Take the genes CYP2C9 and CYP2C19 for example; they code for an enzyme that breaks down THC and CBD respectively. Variants on these genes can make the enzymes they create up to 30% less effective. This means that consumers with those variants would be less effective in breaking down THC and CBD. This breakdown process is a critical variable to consider when ingesting chemicals. In fact, some pharmaceuticals specifically target this breakdown system by creating drugs that inhibit the breakdown of endogenous chemicals so that they can remain effective longer and produce “more” of their intended outcome.

For example, SSRIs (Selective Serotonin Reuptake Inhibitors; the leading pharmaceutical anti-depressant) delay the breakdown of serotonin (a positive mood-regulating neurotransmitter) in the synapse (the small space that allows transmission of neurotransmitters across neurons) so that an individual’s serotonin (which is usually not as present in depressed populations) can continue to operate, yielding a “happier” person. Similarly, the sluggish breakdown of THC will result in a user feeling “higher” for longer.
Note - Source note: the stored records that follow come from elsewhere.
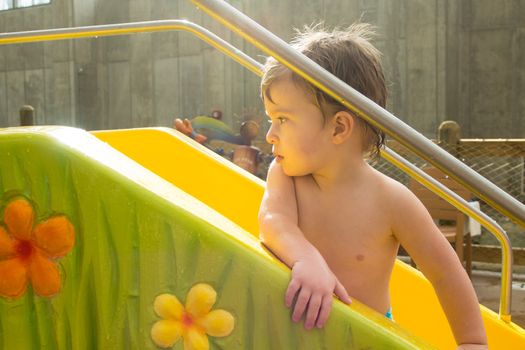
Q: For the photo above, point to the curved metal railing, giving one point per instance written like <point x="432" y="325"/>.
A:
<point x="133" y="28"/>
<point x="381" y="118"/>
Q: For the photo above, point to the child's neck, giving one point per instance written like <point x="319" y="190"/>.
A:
<point x="341" y="173"/>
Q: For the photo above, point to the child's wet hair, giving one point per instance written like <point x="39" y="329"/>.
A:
<point x="347" y="54"/>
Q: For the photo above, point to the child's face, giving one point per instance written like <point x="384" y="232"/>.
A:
<point x="300" y="139"/>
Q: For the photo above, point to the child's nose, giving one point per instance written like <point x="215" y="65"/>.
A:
<point x="271" y="137"/>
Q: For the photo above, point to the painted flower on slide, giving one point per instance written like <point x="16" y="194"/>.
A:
<point x="193" y="322"/>
<point x="28" y="251"/>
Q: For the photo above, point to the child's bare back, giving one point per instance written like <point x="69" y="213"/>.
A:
<point x="351" y="228"/>
<point x="333" y="219"/>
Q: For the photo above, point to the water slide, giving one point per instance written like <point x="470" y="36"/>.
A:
<point x="143" y="239"/>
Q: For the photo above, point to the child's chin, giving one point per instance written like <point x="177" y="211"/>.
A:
<point x="293" y="172"/>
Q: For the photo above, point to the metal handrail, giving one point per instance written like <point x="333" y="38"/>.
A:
<point x="462" y="205"/>
<point x="381" y="118"/>
<point x="133" y="28"/>
<point x="373" y="113"/>
<point x="256" y="67"/>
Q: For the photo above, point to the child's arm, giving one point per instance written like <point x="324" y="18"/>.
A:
<point x="312" y="280"/>
<point x="417" y="233"/>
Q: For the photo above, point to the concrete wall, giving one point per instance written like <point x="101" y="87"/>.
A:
<point x="444" y="59"/>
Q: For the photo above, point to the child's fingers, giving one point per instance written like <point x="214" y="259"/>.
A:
<point x="313" y="310"/>
<point x="341" y="293"/>
<point x="324" y="312"/>
<point x="293" y="287"/>
<point x="300" y="304"/>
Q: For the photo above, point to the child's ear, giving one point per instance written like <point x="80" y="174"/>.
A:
<point x="343" y="125"/>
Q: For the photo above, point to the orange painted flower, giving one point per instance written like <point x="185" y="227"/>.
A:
<point x="27" y="252"/>
<point x="193" y="322"/>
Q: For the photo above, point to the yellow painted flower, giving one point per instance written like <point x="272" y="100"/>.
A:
<point x="193" y="322"/>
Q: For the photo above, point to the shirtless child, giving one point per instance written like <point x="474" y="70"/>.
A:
<point x="331" y="217"/>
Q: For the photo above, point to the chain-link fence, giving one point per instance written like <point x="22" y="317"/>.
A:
<point x="500" y="161"/>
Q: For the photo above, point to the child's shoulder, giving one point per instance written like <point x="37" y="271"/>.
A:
<point x="388" y="188"/>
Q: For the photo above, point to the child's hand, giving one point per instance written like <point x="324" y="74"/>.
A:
<point x="472" y="347"/>
<point x="314" y="284"/>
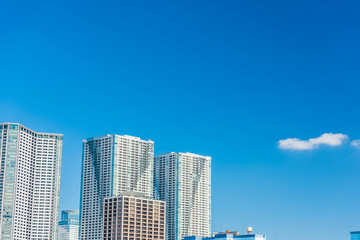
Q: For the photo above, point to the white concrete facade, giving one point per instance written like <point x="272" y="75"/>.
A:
<point x="30" y="173"/>
<point x="183" y="180"/>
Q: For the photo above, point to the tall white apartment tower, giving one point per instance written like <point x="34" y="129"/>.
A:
<point x="30" y="173"/>
<point x="183" y="180"/>
<point x="111" y="165"/>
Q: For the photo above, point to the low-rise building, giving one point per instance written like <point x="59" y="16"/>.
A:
<point x="231" y="235"/>
<point x="69" y="225"/>
<point x="133" y="216"/>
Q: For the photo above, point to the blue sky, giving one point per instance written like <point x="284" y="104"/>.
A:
<point x="228" y="79"/>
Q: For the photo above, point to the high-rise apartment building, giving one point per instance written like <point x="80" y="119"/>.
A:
<point x="231" y="236"/>
<point x="355" y="235"/>
<point x="69" y="225"/>
<point x="132" y="216"/>
<point x="30" y="173"/>
<point x="183" y="181"/>
<point x="112" y="164"/>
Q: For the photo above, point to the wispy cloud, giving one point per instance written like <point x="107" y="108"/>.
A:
<point x="329" y="139"/>
<point x="355" y="143"/>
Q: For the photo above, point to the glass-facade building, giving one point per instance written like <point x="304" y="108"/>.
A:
<point x="30" y="170"/>
<point x="183" y="181"/>
<point x="69" y="225"/>
<point x="112" y="164"/>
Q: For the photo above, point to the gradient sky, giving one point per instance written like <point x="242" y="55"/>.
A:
<point x="228" y="79"/>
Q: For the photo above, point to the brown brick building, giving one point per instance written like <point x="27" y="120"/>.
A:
<point x="133" y="217"/>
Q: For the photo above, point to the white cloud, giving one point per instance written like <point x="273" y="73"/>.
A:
<point x="325" y="139"/>
<point x="355" y="143"/>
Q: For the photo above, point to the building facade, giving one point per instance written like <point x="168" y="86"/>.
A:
<point x="132" y="216"/>
<point x="228" y="235"/>
<point x="355" y="235"/>
<point x="30" y="173"/>
<point x="69" y="225"/>
<point x="183" y="181"/>
<point x="112" y="164"/>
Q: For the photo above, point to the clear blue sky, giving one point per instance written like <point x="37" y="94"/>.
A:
<point x="227" y="79"/>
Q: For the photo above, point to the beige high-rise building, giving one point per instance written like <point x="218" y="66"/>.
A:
<point x="183" y="180"/>
<point x="112" y="164"/>
<point x="132" y="216"/>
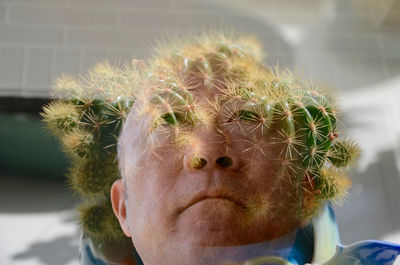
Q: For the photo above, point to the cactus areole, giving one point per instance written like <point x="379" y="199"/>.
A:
<point x="215" y="82"/>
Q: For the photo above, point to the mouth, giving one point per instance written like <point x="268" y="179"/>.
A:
<point x="215" y="195"/>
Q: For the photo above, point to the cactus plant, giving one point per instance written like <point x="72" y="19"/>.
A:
<point x="283" y="109"/>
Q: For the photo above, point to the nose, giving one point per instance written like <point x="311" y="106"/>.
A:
<point x="211" y="152"/>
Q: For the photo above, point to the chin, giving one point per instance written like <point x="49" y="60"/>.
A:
<point x="213" y="222"/>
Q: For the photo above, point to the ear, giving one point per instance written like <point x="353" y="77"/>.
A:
<point x="118" y="204"/>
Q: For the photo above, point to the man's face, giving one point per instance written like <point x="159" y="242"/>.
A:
<point x="218" y="183"/>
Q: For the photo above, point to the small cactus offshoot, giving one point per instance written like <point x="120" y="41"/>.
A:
<point x="275" y="106"/>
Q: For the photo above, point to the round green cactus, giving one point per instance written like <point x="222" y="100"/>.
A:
<point x="287" y="111"/>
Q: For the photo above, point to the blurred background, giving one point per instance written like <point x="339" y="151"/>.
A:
<point x="352" y="46"/>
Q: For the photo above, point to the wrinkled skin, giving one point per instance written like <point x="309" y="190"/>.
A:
<point x="175" y="212"/>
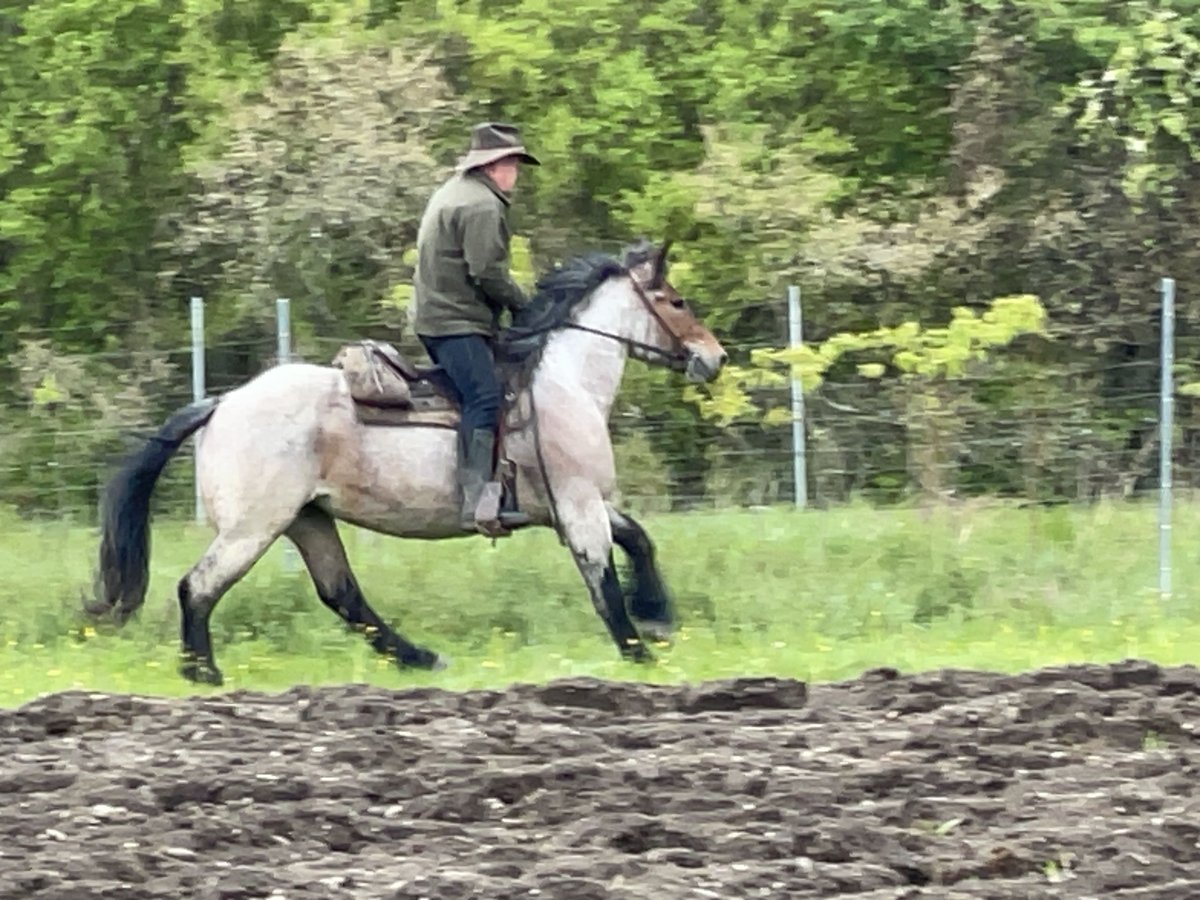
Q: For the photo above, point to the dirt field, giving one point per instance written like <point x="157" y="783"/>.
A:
<point x="1078" y="781"/>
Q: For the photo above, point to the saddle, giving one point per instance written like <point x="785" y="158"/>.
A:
<point x="389" y="390"/>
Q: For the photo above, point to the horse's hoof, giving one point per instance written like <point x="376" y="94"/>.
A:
<point x="639" y="653"/>
<point x="424" y="659"/>
<point x="657" y="631"/>
<point x="202" y="673"/>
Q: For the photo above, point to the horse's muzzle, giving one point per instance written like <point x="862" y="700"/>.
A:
<point x="705" y="366"/>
Unfortunately, this can also lead to drowsiness in users with the variant for up to three days after initial consumption.

Naturally, insights into which variants on the CYPC9 and CYP2C19 an individual has can help guide dosage/titration models as well as which product categories to choose (e.g. choosing a vaporizer over edibles if suffering from sub-optimal breakdown, since most breakdown is mediated by the liver). Such information into drug metabolism has fueled the burgeoning field of pharmacogenetics, where medical doctors take a personalized approach to pharmaceutical medication based on the patient’s DNA.
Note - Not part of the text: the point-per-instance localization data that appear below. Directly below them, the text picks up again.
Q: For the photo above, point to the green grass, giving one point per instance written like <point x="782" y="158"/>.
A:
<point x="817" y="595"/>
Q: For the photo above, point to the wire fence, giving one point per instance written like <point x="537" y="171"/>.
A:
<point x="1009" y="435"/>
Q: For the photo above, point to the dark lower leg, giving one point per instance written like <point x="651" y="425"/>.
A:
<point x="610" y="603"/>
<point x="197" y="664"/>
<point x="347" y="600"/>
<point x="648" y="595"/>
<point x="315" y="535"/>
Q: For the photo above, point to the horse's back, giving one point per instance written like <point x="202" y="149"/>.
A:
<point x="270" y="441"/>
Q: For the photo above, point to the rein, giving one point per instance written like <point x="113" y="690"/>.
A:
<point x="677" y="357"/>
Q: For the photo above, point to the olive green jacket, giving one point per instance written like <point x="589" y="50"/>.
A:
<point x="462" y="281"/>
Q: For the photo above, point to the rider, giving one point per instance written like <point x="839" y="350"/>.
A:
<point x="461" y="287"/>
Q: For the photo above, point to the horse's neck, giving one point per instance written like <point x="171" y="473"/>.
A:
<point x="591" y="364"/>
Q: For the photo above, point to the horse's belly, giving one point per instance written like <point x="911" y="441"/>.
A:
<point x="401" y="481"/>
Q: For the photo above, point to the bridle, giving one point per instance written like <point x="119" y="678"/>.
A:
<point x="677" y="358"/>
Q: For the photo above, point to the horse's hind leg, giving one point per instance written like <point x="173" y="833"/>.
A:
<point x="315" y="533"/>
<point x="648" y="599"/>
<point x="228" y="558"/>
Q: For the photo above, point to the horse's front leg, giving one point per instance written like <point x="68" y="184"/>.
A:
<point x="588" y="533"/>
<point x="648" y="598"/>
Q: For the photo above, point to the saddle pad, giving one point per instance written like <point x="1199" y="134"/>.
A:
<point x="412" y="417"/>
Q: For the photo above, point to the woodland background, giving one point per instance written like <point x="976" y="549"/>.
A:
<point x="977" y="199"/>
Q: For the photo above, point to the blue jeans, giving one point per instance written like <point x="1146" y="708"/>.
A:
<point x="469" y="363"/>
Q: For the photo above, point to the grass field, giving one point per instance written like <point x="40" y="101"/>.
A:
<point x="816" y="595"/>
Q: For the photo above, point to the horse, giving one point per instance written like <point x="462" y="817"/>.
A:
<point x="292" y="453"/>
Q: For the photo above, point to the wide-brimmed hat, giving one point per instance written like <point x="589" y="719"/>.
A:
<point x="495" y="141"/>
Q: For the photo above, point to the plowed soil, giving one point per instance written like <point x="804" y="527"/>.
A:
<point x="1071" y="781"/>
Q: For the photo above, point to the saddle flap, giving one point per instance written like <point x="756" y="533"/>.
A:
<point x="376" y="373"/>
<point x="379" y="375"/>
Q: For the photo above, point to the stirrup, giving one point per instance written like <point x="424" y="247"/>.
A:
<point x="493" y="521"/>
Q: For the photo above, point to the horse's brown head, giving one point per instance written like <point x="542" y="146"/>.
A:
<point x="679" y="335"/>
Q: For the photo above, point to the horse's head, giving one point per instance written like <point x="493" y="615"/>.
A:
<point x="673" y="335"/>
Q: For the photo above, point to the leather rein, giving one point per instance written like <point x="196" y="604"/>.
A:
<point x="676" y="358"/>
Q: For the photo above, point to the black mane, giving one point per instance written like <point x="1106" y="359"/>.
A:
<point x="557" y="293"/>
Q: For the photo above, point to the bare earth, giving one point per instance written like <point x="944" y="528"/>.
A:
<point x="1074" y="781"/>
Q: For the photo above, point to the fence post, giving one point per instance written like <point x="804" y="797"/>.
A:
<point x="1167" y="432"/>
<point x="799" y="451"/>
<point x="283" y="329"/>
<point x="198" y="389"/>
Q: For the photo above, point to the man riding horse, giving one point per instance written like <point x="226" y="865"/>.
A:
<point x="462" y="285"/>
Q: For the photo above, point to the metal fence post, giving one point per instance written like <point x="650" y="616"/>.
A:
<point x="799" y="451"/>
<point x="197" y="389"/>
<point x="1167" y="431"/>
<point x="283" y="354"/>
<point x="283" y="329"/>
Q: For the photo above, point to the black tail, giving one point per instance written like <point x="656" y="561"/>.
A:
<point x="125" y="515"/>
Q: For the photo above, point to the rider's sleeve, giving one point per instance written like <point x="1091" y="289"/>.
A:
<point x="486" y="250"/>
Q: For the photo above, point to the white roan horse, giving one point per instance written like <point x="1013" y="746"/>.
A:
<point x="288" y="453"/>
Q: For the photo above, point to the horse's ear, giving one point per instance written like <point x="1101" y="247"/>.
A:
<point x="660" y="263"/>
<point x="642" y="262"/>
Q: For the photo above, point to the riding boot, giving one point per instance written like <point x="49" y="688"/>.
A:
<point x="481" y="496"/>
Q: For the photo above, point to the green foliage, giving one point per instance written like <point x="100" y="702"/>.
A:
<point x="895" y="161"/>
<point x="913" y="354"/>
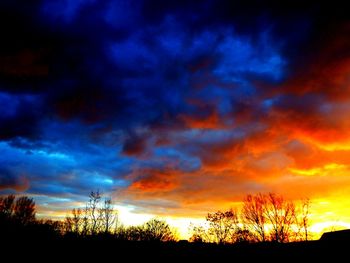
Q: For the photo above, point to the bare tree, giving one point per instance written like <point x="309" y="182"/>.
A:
<point x="281" y="216"/>
<point x="254" y="217"/>
<point x="77" y="220"/>
<point x="199" y="234"/>
<point x="157" y="230"/>
<point x="108" y="215"/>
<point x="303" y="219"/>
<point x="7" y="206"/>
<point x="24" y="210"/>
<point x="94" y="215"/>
<point x="222" y="225"/>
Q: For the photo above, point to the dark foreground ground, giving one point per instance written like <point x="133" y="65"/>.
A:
<point x="98" y="250"/>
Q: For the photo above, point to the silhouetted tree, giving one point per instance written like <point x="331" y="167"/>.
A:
<point x="281" y="217"/>
<point x="24" y="210"/>
<point x="222" y="226"/>
<point x="7" y="206"/>
<point x="199" y="234"/>
<point x="108" y="215"/>
<point x="93" y="204"/>
<point x="157" y="230"/>
<point x="254" y="216"/>
<point x="303" y="219"/>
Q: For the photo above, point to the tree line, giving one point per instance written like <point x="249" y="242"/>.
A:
<point x="262" y="218"/>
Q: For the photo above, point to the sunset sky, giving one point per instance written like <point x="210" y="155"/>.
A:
<point x="175" y="108"/>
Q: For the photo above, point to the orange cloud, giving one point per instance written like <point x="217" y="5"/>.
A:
<point x="153" y="180"/>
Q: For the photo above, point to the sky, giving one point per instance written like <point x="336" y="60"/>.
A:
<point x="175" y="108"/>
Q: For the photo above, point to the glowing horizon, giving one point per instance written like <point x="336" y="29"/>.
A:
<point x="175" y="109"/>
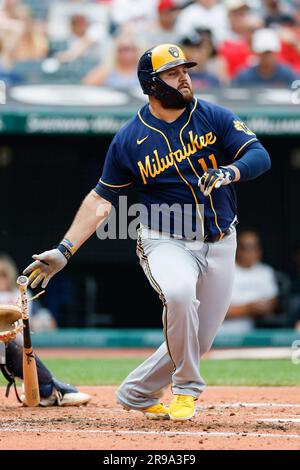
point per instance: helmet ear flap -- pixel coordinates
(146, 76)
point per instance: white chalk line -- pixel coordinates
(249, 405)
(153, 433)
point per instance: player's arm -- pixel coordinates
(93, 211)
(254, 161)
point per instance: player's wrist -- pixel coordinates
(234, 172)
(66, 248)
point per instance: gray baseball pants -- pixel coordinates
(194, 281)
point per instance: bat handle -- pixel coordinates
(23, 282)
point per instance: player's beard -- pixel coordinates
(171, 103)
DNA insights for personalized cannabis use

Given the effectiveness of cannabis as a treatment option for a wide variety of disorders and diseases and the reliability of DNA in determining an individual’s likelihood of developing a particular condition, it stands to reason that by taking genetic predispositions into consideration users can optimize their choice of cannabis products. Taking into account the tens of thousands of cannabis products and strains available on the legal market, consumers face a plethora of options with varying cannabinoid and terpene ratios — the most critical variables for determining the different effects and medical benefits of cannabis.
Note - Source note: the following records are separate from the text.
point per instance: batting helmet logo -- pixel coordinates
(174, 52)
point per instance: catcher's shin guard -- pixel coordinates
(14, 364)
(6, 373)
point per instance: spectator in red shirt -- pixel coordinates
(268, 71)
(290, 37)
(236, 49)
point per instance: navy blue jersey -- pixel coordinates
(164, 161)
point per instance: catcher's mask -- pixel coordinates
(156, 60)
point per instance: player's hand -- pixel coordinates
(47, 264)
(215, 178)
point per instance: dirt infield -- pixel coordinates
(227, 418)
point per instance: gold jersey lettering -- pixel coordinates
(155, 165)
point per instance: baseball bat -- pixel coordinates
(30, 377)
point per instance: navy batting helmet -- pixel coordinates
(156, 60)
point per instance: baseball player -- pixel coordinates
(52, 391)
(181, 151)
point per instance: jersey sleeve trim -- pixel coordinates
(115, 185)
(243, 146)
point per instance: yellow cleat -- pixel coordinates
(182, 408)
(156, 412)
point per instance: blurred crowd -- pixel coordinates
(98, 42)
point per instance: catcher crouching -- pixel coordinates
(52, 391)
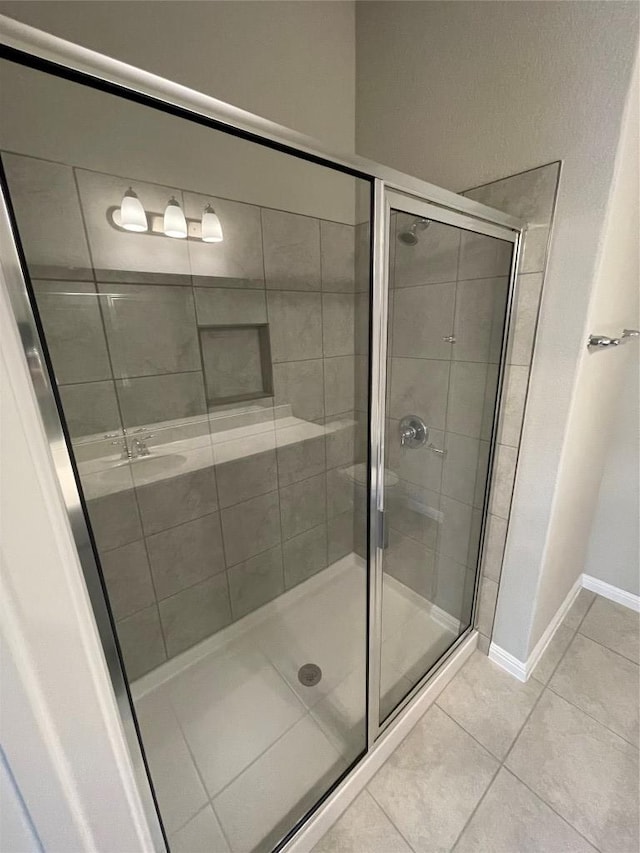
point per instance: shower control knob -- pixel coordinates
(413, 432)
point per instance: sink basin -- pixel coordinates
(142, 466)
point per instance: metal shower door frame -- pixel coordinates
(51, 55)
(386, 199)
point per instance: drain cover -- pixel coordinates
(309, 674)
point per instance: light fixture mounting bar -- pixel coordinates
(156, 225)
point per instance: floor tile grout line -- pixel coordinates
(477, 806)
(549, 806)
(607, 648)
(591, 717)
(466, 731)
(384, 811)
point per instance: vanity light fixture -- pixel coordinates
(211, 227)
(132, 215)
(174, 225)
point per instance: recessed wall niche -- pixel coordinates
(236, 361)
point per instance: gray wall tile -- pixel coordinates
(255, 582)
(126, 573)
(303, 505)
(300, 460)
(529, 196)
(451, 586)
(455, 529)
(73, 327)
(150, 329)
(234, 361)
(466, 398)
(186, 554)
(141, 642)
(340, 536)
(115, 520)
(90, 408)
(295, 325)
(494, 547)
(432, 260)
(460, 467)
(513, 401)
(412, 511)
(195, 613)
(487, 606)
(291, 251)
(340, 492)
(339, 384)
(419, 386)
(341, 441)
(300, 384)
(529, 288)
(482, 256)
(237, 261)
(422, 317)
(52, 243)
(504, 470)
(337, 246)
(246, 478)
(251, 527)
(153, 399)
(477, 304)
(411, 563)
(304, 555)
(175, 500)
(338, 318)
(415, 465)
(218, 306)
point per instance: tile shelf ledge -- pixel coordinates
(193, 444)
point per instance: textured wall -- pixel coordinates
(484, 90)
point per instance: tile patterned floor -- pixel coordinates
(497, 766)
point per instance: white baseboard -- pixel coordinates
(508, 662)
(523, 669)
(613, 593)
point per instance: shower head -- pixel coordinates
(410, 235)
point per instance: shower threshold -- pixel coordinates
(238, 748)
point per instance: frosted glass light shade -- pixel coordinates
(211, 227)
(132, 215)
(174, 225)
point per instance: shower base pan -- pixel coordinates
(238, 747)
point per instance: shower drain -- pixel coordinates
(309, 674)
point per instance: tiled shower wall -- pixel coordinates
(185, 556)
(531, 196)
(448, 283)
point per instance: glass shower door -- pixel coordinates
(447, 303)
Such a range of products, coupled with an understanding of one’s DNA, allows for a personalized product selection by connecting the dots across different research findings. For example, a host of genes can predispose someone to developing Alzheimer’s and dementia. On the other side of the equation, studies have shown that pinene (a terpene found in cannabis and other plants like pine trees) has a neuroprotective effect that specifically enhances memory. Cannabis users with such predispositions would be wise to take preventative health measures by routinely choosing cannabis products high in pinene. Similar associations exist for users with a tendency to develop schizophrenia or have psychotic episodes, where low-THC, high-CBD products can provide anti-psychotic effects. Similar reasoning applies to individuals at a high-risk for cancer being able to take advantage of high-THC, anti-cancer products.

As regulation begins allowing scientists to access cannabis for research studies, more insights that can help predetermine the effectiveness of cannabis use at the level of an individual is certainly on the horizon. Other avenues could also provide insights into other aspects of cannabis use as well. For example, new research from 2018 has even unveiled 35 genes that make you 11% more likely to be a cannabis consumer and revealed an interesting overlap in cannabis use with a gene (CADM2) that has been traditionally associated with risk-taking. Information like this, combined with genes that predispose individuals for abuse could be used to guide scheduled tolerance breaks.

Regardless of the application, additional research into DNA, cannabinoids, and terpenes promises to refine the personalized approach to cannabis that all consumers should consider taking.